Early in 2002 we were contacted by Norman Ratcliff, the RSPB’s specialist in Roseate Terns, who is trying to reverse the long-term decline in numbers of Roseates breeding in the UK. Norman wanted to discuss the potential for attracting Roseates to breed again on Mew Island. Over the next few months we began to work up a plan for Mew. In July, Pat and Neville McKee and John Stewart visited Coquet Island off the Northumbrian coast, where the RSPB manage part of the area for breeding Roseates. This was followed by a visit by Norman and Dave Allen to Mew when we agreed a strategy to make the Island more attractive to terns.

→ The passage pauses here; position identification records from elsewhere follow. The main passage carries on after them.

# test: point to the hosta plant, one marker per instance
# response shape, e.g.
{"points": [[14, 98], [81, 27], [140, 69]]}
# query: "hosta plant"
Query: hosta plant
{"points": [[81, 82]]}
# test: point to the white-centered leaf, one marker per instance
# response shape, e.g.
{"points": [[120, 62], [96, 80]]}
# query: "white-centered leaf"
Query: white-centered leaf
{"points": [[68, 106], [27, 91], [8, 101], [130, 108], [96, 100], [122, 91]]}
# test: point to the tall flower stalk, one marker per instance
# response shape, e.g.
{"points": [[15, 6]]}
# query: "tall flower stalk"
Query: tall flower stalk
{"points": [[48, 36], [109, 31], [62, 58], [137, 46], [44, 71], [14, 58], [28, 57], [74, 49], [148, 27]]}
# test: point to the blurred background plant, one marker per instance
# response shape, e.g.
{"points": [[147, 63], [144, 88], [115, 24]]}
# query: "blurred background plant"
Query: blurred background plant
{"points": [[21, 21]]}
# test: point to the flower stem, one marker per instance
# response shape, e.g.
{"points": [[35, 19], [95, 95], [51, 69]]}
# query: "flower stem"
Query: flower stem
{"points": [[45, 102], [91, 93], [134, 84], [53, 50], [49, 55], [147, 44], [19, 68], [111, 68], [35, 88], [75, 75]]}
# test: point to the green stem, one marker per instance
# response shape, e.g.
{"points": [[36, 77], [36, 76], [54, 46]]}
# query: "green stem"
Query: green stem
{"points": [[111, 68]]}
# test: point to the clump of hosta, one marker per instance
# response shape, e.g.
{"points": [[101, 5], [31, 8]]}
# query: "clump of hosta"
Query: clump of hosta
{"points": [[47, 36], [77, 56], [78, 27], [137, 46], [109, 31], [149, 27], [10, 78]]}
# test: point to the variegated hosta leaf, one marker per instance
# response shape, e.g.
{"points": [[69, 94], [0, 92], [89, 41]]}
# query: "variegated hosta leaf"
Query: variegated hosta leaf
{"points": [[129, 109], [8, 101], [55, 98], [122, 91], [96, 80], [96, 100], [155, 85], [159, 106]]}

Some factors are already favourable. Arctic Terns already breed in some hundreds on nearby Big Copeland and, at the RSPB’s Belfast Harbour Estate Reserve, Anthony McGeehan has been successful in attracting Common Terns to nest on a shell-covered, artificial island. This suggests there is a good food supply locally available. A point readily confirmed by those of us who use the Chris Bailey hide to seawatch out over Mew Island. The Arctic Terns from Big Copeland are constantly shuttling back and forth past Mew, carrying fish back to their nest. The population of large predatory gulls is much reduced on Mew and Lighthouse Island and there are no breeding birds of prey (although there are regular visits by Buzzards, Peregrines and Sparrowhawks). There are no ground predators such as rats or other mammals on Mew.

On the down side, the vegetation on Mew is very rank and unlikely to be acceptable to terns.

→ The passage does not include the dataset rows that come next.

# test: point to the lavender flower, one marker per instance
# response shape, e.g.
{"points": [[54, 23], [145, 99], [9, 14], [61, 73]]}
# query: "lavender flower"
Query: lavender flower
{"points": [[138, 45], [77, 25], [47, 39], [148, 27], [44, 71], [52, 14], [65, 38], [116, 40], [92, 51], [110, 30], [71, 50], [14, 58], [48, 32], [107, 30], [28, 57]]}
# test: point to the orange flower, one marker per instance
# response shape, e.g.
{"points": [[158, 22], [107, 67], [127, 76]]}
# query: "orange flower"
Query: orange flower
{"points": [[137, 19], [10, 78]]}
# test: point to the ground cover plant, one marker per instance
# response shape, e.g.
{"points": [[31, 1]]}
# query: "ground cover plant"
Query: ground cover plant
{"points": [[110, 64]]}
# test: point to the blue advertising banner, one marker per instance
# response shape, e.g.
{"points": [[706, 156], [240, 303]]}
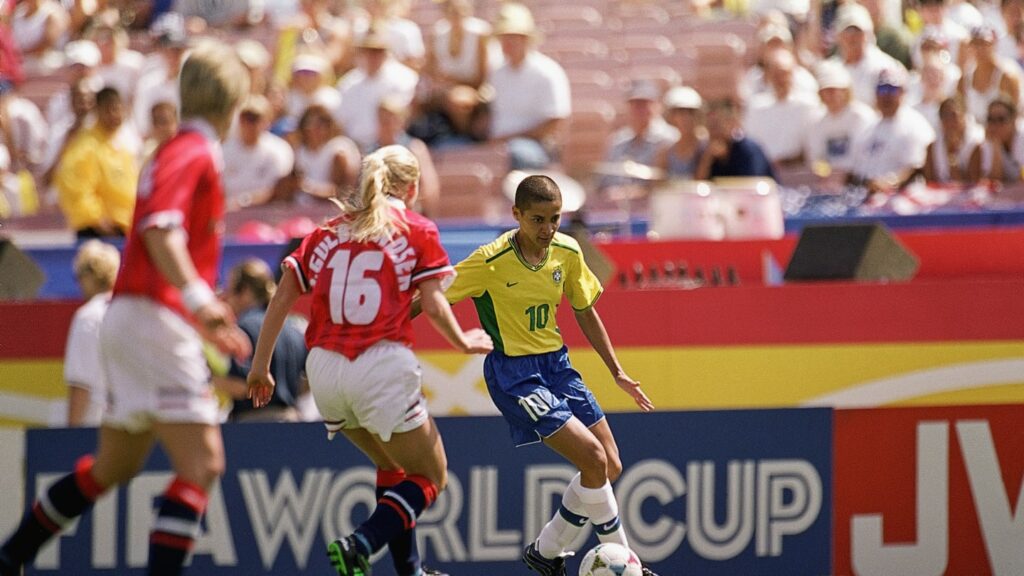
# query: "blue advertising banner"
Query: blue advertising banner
{"points": [[730, 492]]}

Although our target species is the endangered Roseate Tern, it is known that Roseates will rarely adopt a new site unless there are already other terns, particularly Common Terns, breeding there. The explanation is thought to be that Roseates are not sufficiently agressive to drive off predators on their own, and prefer the safety of nesting near their tougher cousins. Our initial target therefore is to attract Common Terns to breed on Mew.

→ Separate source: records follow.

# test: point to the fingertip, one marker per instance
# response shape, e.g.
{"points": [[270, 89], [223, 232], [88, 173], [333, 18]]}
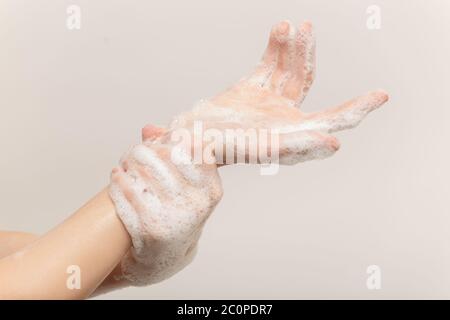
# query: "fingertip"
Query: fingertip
{"points": [[306, 26], [151, 132], [333, 143]]}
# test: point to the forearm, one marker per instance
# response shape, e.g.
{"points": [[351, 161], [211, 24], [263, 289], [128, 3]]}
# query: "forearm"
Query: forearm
{"points": [[93, 238]]}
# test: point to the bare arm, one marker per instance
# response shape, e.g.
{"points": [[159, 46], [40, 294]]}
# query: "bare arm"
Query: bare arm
{"points": [[93, 238]]}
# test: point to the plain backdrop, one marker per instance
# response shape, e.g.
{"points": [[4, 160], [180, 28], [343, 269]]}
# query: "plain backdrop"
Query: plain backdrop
{"points": [[72, 101]]}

What do we need to do to attract Common and other terns? We have a safe site with food nearby, the missing element in the equation is appropriate nesting habitat.

Our first task, therefore, was to find a way to get some of the vegetation under control. Suggestions ranged from burning, to weedkilling, to grazing, to strimming and to killing by excluding light using carpet or plastic sheeting. Eventually, however, we settled on the idea of hand-pulling the tussocks in small patches, covering the bare ground with horticultural membrane and then laying down a few inches of cockle shells on top. Once this was in place, we would position decoy terns, deploy tern nestboxes and play tape recordings of terns – all with the hope of attracting some terns to visit the site and hopefully to return to breed there.

We had decided what to do, the next step was to find a way of doing it! As ever, we needed finance and volunteers. Both were soon forthcoming. We applied for, and have received, a grant from the Environment and Heritage Service of the Department of the Environment. The RSPB offered some help with funding and with carrying out the work. BirdWatch Ireland have kindly loaned us some decoys and a sound system to play the tape recorded calls of terns. And, of course, our own members quickly volunteered their time for all the preparation work.

At Easter 2003, a couple of tonnes of cockle shells, collected over the winter by Boyd Bryce, were transported to Mew. This was followed by a day trip to prepare four separate areas for the terns. After some running repairs to the sound system, which hadn’t been used for a couple of years, that and the decoys and nestboxes were in place at the end of May. Now we wait!